A new study was published recently in the Diabetologia Journal, and stated that gestational diabetes has serious health implications for both a mother and her baby.
Compared to other pregnant women, those with gestational diabetes were 30 percent more likely to experience pre-term birth, 40 percent more likely to require a C-section, and 70 percent more likely to have pre-eclampsia/eclampsia.
Monitoring cases of gestational diabetes is crucial to limit risks passed on to the infant, so here is a guide to what every mum needs to know about the condition.
What is gestational diabetes?
Gestational diabetes develops in women during pregnancy as a result of the mother’s inability to produce enough insulin. Insulin is a hormone that enables the body to break down sugar to be used as energy.
What causes gestational diabetes?
The hormones produced during pregnancy work against the action of insulin. Gestational diabetes can happen if the mother’s body can’t produce enough extra insulin to counteract this blocking effect.
What are the symptoms of gestational diabetes?
- being thirsty
- having a dry mouth
- needing to urinate frequently
- recurrent infections, such as thrush (a yeast infection)
- blurred vision
Who is more likely to get gestational diabetes?

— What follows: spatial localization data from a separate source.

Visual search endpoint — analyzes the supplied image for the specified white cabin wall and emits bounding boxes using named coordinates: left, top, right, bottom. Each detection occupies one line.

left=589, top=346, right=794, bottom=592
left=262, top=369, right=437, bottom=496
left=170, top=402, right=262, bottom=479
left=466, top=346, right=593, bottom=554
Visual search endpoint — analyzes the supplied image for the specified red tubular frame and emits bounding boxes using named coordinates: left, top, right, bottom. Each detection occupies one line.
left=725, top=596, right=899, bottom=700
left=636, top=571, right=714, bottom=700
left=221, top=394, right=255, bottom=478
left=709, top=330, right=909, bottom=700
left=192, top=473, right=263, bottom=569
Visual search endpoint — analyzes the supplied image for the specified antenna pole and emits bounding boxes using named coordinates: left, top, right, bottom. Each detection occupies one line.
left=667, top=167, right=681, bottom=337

- Women are more at risk if they:
- have a family history of type 2 diabetes
- are over the age of 35
- are obese
- have previously given birth to a large baby
- have previously given birth to a baby born with an abnormality
- have previously had a stillbirth late in pregnancy
What is the treatment of gestational diabetes?
The most important part of treatment is to control blood sugar levels. For many mums, this means regular testing of blood sugar levels, a healthy diet and regular exercise. Some women will require insulin injections, which will not effect the baby in any way.
Does gestational diabetes go away?
Gestational diabetes usually goes away after pregnancy. However, once you’ve had gestational diabetes, your chances are two in three that it will return in future pregnancies.
Certain basic lifestyle changes may help prevent diabetes after gestational diabetes:
- Losing weight can help avoid developing type 2 diabetes.
- Healthy eating habits can go a long way in preventing diabetes and other health problems
- Staying active protects against weight gain and health problems.
Don't worry though! Most women with diabetes have a normal pregnancy resulting in a gorgeous healthy baby.